I occasionally hear people comment that gym memberships are too expensive. Often times, they are looking at the monthly fee only, and not the total cost of a membership. Other gyms often have other “hidden” fees and terms which change the true cost of your membership.
Activation fees are sometimes referred to as an Initiation Fee, Inception Fee or Setup Fee. These fees are typically a one-time fee charged when the account is created. This fee is not a recurring fee, and will not be charged again during your continuous membership.

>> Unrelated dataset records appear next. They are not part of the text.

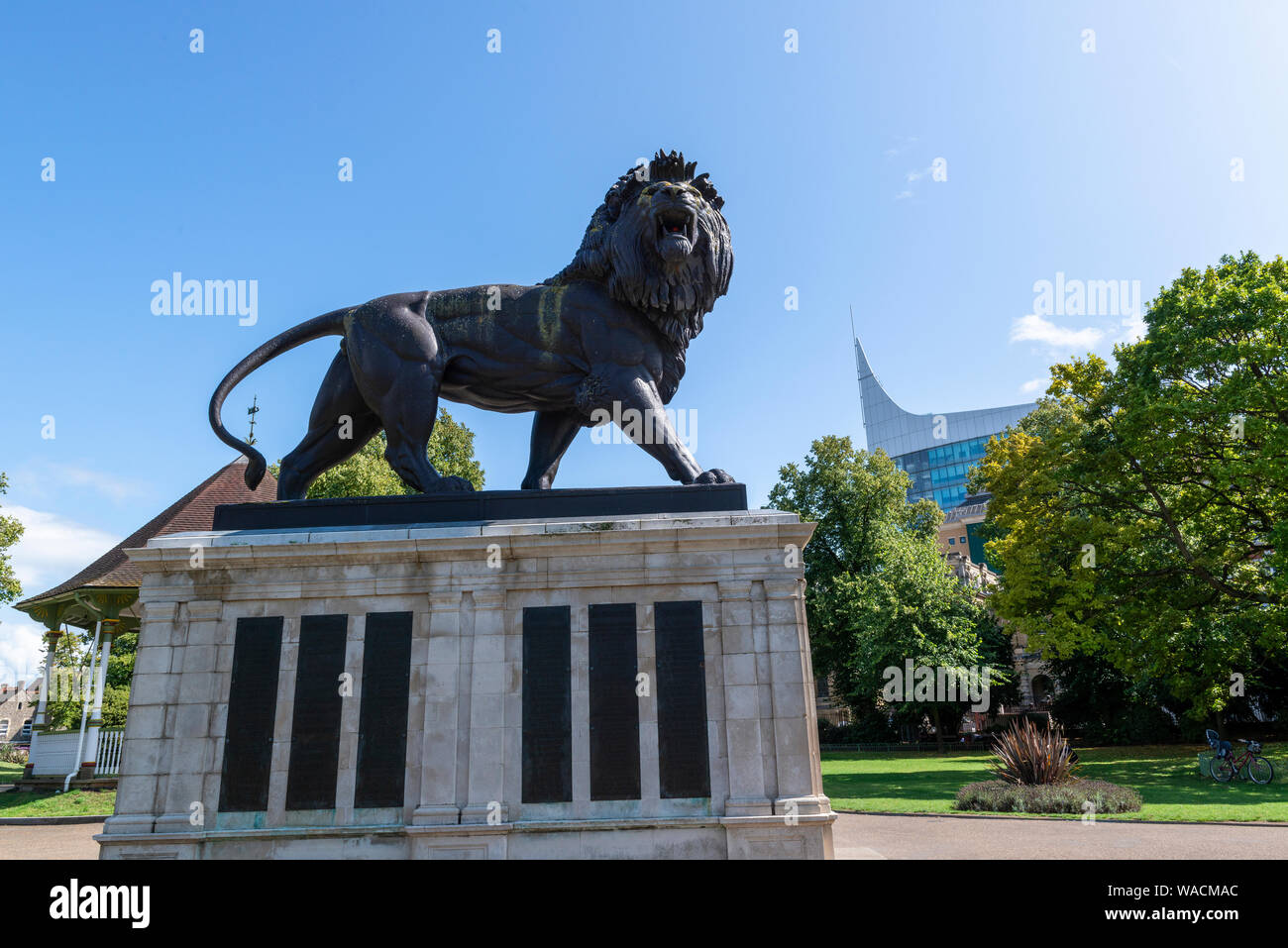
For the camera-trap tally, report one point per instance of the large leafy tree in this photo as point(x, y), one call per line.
point(879, 591)
point(1138, 513)
point(368, 474)
point(11, 532)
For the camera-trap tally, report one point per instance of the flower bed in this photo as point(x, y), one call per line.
point(1000, 796)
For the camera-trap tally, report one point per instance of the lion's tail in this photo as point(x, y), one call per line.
point(329, 325)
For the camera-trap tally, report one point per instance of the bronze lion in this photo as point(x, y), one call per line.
point(609, 330)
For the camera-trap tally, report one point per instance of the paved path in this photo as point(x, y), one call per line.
point(870, 836)
point(65, 841)
point(862, 836)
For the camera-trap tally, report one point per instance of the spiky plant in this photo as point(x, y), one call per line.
point(1029, 756)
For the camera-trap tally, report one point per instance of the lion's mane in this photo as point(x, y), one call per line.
point(673, 298)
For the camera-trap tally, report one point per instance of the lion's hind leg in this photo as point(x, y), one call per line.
point(399, 369)
point(340, 424)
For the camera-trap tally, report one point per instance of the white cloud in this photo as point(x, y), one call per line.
point(46, 478)
point(21, 646)
point(53, 548)
point(1034, 329)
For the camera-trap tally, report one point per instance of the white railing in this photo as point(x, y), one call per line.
point(53, 753)
point(108, 759)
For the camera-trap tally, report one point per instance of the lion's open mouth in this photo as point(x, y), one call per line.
point(677, 232)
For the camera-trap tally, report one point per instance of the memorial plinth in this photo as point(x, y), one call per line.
point(621, 685)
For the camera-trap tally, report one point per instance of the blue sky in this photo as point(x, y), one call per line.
point(478, 167)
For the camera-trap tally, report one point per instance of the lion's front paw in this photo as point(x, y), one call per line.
point(451, 484)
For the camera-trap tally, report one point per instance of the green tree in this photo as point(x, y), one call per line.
point(879, 590)
point(11, 532)
point(1138, 513)
point(368, 474)
point(71, 657)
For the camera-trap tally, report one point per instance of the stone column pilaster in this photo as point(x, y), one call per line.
point(742, 683)
point(488, 685)
point(799, 786)
point(439, 734)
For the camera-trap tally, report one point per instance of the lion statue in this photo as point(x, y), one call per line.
point(609, 330)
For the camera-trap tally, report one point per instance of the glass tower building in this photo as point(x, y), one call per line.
point(936, 451)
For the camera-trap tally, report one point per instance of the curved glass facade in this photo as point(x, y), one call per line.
point(936, 451)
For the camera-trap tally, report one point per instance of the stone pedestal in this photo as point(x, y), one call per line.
point(622, 630)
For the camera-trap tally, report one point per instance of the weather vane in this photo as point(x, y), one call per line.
point(253, 411)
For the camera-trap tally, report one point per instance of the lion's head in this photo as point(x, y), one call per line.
point(661, 245)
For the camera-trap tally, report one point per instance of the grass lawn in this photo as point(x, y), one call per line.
point(1166, 777)
point(9, 773)
point(75, 802)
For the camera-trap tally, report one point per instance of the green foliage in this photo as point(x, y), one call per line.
point(999, 796)
point(68, 660)
point(874, 728)
point(368, 474)
point(11, 532)
point(1030, 755)
point(71, 656)
point(879, 590)
point(1138, 513)
point(1100, 704)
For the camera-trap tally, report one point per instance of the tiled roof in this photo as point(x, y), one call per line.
point(193, 511)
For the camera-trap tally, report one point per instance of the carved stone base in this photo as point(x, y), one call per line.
point(610, 687)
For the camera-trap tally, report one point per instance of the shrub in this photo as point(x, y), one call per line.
point(1026, 755)
point(1000, 796)
point(874, 728)
point(12, 754)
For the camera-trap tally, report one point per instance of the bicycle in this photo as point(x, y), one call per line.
point(1227, 764)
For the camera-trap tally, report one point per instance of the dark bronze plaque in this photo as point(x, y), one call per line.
point(316, 728)
point(382, 719)
point(546, 704)
point(682, 700)
point(252, 708)
point(614, 710)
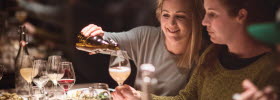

We do not charge an annual fee on top of our membership. Many gyms have started implementing Annual Fees. These are fees you pay over and above your monthly membership fee. They are charged annually and are often unavoidable as the gym may require it at the time you sign up, or they will lock you into a contract which extends through a fee billing period. These fees can be $50 or more, so that raises your monthly fee another $4.17 per month.
We don’t have a minimum contract term on our auto-renewing memberships so people can cancel any time with a 30 day notice.
Many other gyms, particularly the “cheap priced” gyms require a contract to obtain their lowest pricing. That means to get say, a $19 per month contract, you will sign a 12 month contract which is $228 per year (plus the annual fee of lets say $40). That still seems like a good deal, right? What happens if you move and only needed the membership for 6 months, or if you become injured after 2 months and can’t utilize the membership or maybe you have found that you don’t like that gym anymore?
Now let’s talk about collection. These low-priced gyms are in the business of collecting money, and if you break the contract, you will still be held accountable for the outstanding balance and they will take you to collection and potentially damage your credit. It would be smart for you to review the Better Business Bureau or consumeraffairs.com and see what kind of complaints these gyms may have had against them so you can decide if they are truly the deal you are expecting.
We keep our programs pretty simple. Once you sign up for our auto-pay contract, you will never have more than one month more to pay. That’s it. You tell us that you want to cancel (there is a 30 day cancellation policy) so you will have one more billing and you’re done. It’s that easy.
We often forget that we are willing to pay $50 or more for a two hour movie, or we will pay $2.50 for a cup of coffee ($50/month). Then there’s cable TV which averages $50-60 per month or a night out for $100. I wouldn’t suggest that you not do any of these things, however when you are considering spending $40 a month for a membership to make you healthier, improve mental clarity, provide you with more physical independence and be in a safe environment, it seems like a pretty good deal.
Many insurance companies and employers provide a reimbursement for gym memberships. So check with your Human Resource department and see if they offer some kind of reimbursement for your membership and personal training.